Attorney General Bill Barr told the Associated Press on Tuesday the Department of Justice has found no evidence of widespread voter fraud that would change the outcome of the presidential election.

In an interview … Barr said U.S. attorneys and FBI agents have been working to follow up specific complaints and information they’ve received, but they’ve uncovered no evidence that would change the outcome of the election.

“To date, we have not seen fraud on a scale that could have affected a different outcome in the election,” Barr said in the interview. 

The comments are especially direct coming from Barr, who has been one of the president’s most ardent allies. Before the election, he had repeatedly raised the notion that mail-in voter fraud could be especially vulnerable to fraud during the coronavirus pandemic as Americans feared going to polls and instead chose to vote by mail. 
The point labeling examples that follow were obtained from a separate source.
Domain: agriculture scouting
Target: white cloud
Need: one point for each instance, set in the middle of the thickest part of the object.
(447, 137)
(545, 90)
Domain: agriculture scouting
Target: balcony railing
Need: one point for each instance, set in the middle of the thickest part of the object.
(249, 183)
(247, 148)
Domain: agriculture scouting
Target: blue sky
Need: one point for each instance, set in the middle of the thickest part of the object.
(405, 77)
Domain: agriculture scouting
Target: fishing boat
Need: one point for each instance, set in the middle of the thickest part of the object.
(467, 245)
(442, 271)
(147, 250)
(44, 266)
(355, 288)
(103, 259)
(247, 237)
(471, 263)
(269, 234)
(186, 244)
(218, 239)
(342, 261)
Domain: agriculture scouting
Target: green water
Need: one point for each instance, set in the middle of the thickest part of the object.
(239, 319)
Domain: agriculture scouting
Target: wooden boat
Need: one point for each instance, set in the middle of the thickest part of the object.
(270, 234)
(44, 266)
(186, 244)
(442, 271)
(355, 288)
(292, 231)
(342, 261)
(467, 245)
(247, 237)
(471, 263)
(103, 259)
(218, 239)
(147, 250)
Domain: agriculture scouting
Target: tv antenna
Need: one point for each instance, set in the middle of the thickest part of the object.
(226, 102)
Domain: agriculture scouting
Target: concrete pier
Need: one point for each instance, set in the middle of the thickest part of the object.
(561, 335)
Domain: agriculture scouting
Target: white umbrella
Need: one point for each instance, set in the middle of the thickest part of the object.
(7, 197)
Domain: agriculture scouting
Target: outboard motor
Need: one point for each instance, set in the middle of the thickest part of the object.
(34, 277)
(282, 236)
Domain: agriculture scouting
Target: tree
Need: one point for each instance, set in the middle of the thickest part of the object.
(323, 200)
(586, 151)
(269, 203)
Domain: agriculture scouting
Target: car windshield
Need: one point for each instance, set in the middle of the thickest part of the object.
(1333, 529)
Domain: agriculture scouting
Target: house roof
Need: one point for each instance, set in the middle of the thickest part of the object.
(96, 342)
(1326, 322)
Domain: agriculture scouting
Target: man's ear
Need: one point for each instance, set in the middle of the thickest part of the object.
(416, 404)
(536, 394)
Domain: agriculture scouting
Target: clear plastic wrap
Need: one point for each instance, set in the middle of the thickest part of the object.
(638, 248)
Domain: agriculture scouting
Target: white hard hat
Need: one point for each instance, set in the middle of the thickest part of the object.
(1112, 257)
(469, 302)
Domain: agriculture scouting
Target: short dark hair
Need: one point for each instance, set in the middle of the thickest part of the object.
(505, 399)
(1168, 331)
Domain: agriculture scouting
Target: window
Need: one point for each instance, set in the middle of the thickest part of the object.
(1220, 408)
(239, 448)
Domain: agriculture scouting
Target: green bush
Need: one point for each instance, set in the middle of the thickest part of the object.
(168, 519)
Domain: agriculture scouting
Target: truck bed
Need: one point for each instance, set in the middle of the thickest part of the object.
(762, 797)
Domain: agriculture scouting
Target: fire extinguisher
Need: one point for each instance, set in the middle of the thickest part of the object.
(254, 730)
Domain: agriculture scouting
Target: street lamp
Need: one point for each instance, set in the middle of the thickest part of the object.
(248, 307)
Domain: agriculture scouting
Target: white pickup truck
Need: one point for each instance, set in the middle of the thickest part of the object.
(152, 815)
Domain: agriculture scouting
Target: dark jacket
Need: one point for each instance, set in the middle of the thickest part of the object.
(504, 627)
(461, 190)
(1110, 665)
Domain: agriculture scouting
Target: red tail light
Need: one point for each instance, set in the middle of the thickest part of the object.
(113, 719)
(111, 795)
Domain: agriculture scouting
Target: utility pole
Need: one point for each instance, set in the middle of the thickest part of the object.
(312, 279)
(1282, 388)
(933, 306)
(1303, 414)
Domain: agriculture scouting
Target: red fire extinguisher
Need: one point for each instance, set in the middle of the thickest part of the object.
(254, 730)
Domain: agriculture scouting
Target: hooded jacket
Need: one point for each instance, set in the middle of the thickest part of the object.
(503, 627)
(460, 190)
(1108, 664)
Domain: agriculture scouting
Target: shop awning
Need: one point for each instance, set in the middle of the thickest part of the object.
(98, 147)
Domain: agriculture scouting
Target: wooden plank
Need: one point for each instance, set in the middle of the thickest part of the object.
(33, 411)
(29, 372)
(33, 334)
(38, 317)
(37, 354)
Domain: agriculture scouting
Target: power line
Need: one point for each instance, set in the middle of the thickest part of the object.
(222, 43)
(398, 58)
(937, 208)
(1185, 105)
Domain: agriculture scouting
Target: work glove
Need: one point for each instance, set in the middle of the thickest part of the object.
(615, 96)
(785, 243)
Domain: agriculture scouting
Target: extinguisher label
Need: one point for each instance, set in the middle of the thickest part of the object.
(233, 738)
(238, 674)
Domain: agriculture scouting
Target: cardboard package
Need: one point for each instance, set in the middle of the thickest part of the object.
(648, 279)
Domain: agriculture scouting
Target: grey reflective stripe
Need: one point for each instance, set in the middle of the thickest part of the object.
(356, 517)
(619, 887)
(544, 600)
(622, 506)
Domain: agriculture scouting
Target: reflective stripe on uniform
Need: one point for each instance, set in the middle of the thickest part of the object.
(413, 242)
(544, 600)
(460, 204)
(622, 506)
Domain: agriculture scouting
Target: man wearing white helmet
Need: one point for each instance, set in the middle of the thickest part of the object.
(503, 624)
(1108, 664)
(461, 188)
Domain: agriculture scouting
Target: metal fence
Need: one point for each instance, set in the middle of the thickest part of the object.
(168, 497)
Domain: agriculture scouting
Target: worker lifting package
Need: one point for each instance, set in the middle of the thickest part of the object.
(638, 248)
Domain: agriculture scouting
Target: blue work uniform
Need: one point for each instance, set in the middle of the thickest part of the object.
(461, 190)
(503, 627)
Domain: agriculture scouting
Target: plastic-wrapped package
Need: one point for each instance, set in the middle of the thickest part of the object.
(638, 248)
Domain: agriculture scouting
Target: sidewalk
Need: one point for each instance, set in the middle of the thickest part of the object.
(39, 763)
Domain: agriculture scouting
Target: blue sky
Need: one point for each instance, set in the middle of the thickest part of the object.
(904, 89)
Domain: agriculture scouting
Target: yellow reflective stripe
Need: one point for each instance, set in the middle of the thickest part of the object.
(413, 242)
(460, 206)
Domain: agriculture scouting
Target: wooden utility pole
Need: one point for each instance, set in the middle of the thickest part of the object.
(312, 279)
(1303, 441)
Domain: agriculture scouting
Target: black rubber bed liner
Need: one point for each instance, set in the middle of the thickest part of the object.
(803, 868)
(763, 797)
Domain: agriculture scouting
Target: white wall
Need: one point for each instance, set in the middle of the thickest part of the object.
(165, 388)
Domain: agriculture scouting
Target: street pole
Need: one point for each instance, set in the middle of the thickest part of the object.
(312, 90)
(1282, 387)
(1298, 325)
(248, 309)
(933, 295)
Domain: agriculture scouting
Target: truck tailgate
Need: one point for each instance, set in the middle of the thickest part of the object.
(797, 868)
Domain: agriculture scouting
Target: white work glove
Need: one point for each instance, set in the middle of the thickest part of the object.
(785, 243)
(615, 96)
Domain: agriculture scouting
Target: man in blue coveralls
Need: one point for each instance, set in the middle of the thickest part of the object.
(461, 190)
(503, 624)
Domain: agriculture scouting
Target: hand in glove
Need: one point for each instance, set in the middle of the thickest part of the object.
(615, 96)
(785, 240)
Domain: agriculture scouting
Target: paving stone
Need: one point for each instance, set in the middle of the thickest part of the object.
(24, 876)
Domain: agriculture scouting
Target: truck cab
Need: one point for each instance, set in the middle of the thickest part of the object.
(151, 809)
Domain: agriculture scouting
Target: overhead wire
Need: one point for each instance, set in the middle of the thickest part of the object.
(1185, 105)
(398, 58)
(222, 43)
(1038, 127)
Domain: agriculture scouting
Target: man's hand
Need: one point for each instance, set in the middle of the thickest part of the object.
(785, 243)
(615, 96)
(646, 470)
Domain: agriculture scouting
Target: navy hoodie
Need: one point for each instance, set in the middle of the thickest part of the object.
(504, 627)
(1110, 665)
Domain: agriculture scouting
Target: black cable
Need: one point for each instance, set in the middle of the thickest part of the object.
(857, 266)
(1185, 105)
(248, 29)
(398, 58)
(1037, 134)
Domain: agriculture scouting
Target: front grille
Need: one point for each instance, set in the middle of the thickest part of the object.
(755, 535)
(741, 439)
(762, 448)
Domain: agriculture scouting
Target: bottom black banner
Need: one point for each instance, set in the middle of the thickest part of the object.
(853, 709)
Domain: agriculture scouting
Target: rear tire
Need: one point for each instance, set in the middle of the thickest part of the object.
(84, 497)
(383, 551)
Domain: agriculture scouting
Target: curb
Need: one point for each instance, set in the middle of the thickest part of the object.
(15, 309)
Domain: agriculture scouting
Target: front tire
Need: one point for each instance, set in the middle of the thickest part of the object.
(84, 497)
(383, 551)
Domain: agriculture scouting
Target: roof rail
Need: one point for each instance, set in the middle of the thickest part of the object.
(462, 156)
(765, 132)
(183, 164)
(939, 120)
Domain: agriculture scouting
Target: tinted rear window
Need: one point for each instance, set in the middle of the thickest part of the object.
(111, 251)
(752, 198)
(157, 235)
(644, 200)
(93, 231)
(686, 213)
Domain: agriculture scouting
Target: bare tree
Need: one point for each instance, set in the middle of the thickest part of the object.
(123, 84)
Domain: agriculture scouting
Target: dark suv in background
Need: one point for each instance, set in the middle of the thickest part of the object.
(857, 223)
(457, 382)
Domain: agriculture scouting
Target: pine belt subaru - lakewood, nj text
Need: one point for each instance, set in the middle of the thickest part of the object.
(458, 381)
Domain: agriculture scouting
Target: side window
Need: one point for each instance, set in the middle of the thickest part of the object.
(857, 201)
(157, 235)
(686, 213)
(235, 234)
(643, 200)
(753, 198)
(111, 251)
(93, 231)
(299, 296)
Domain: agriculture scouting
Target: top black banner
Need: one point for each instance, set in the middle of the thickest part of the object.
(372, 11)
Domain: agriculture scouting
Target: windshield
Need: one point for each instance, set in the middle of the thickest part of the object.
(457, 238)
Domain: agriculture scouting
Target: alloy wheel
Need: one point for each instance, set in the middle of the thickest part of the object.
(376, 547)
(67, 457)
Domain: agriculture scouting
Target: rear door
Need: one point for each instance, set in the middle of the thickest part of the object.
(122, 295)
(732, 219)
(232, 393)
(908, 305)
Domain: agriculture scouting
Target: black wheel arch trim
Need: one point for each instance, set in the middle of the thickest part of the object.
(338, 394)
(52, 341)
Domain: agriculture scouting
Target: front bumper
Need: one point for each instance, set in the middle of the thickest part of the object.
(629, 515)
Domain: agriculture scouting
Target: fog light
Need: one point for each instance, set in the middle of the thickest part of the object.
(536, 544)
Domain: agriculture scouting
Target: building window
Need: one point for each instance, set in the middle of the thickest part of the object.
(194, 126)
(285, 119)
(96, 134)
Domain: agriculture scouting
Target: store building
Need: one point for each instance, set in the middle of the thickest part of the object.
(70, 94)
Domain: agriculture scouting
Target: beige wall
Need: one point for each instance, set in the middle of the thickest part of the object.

Barr’s comments come as Donald Trump refuses to concede the election saying it was “stolen” from him.

Trump and his team of lawyers, led by Rudy Giuliani, have spent the past month filing lawsuits and alleging a widespread voting conspiracy. The lawsuits have been dismissed and the conspiracy theory has proven to be bogus. But true to form, team Giuliani is now attacking the Attorney General.

Also on Tuesday, another key Trump ally — Senate Majority Leader Mitch McConnell (R-KY) “signaled he was ready to move on after a surreal month of lawsuits, conspiracy theories and denials by the president of a loss that has proven durable and decisive,” reported the New York Times.

McConnell has thus far refused to recognize Mr. Trump’s election loss. But on Tuesday he moved closer to “accepting the reality that Mr. Biden would be in the White House next year,” while discussing the prospects for more pandemic stimulus in 2021, the Times says.

“After the first of the year, there is likely to be a discussion about some additional package of some size next year, depending upon what the new administration wants to pursue,” Mr. McConnell said at a news conference.

“Taken together, Mr. Barr’s direct declaration and Mr. McConnell’s indirect reference to Mr. Biden’s new administration represent a major, if not unexpected, blow to the president’s post-election effort to change the results from two men who he has often relied on for political cover,” the Times says.

In the same AP interview Tuesday, Barr revealed he has given “extra protection” to U.S. Attorney John Durham, who Barr appointed to investigate the origins of special counsel Robert Mueller’s probe of Russian meddling in the 2016 election on Trump’s behalf.

Barr said that in October, he appointed Durham as a special counsel under the same federal statute that governed Mueller in the Russia investigation, which will help shield Durham from being fired.

Federal regulations say a special counsel can be dismissed only by the attorney general — in this case, Barr — and only for certain reasons: misconduct, dereliction of duty or conflict of interest.